Bio
Belva Davis
Broadcast journalist Belva Davis was born on October 13, 1932. She attended Berkeley High in Berkeley, California, graduating in 1951. She was accepted at San Francisco State University. However, her family could not afford the tuition and Davis began working at the Naval Supply Center in Oakland.
Davis's first paid writing job was as a freelance writer for Jet. She soon found work with several weekly black newspapers, including the Bay Area Independent and the San Francisco Sun-Reporter. Davis' career in broadcasting began at radio station KSAN, where she read newspaper clips on the air, becoming the first black female at the station. Davis left KSAN to work for another radio station, KDIA. Here she had a regular two-hour radio show which featured music, studio interviews and political coverage.
In 1966, Davis was hired to replace television news anchor Nancy Reynolds on KPIX-TV, San Francisco's CBS affiliate. This made Davis the first female African American television reporter on the West Coast. Davis also hosted and helped to create All Together Now, one of the country's first primetime public affairs programs, to focus on ethnic communities. In 1977, she left KPIX to work at the PBS affiliate in San Francisco, KQED. She anchored A Closer Look and thenEvening Edition from 1977 to 1981. She next took a job as anchor and urban affairs specialist for KRON-4, where she worked full time until 1999, when she became a special projects reporter for the television station.
Davis has received countless awards for her contributions to the field of journalism. These awards include national recognition from the Corporation for Public Broadcasting, San Francisco State University and the National Education Writers Association. She received the Northern California Chapter of National Academy of Television Arts and Sciences' highest lifetime achievement award, the Governor's Award, in 1996. Davis is also well known for her work as a labor activist, vice president of the American Federation of Television and Radio Artists, and for being active within the community.
David Westin
David Westin was the president of ABC News from March 1997 through December 2010. He oversaw all editorial and business aspects of the news division. He previously appeared on Chautauqua's lecture platform in 2007 to discuss "The Media and News: Applied Ethics."
During his tenure, Westin has guided several award-winning, division-wide reporting efforts, including "ABC 2000," the 24-hour broadcast from around the world that brought in the new millennium, ABC News' coverage of 9/11, its coverage of the wars in Afghanistan and Iraq, the series "Iraq: Where Things Stand," and extensive reports on health and wellness issues, including lung cancer, breast cancer, the pharmaceutical industry and health care in America. In addition, ABC News has partnered with Time magazine to produce series on global warming, traffic and obesity, and with USA Today to report on pain, living longer and loose nukes.

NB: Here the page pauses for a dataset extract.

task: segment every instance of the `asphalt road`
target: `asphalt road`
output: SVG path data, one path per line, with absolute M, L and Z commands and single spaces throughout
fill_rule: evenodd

Under Westin's leadership, ABC News became the first American news organization to broadcast live from North Korea, to broadcast live from the Potala Palace in Tibet, to broadcast a regularly scheduled morning program in high definition, and to provide high-definition coverage of a presidential State of the Union address. In 2008 ABC News became the first broadcast network in history to air debates among presidential candidates in primetime during a primary season when it aired back-to-back Republican and Democratic debates on the eve of the New Hampshire primary.
Westin holds bachelor's and law degrees from the University of Michigan.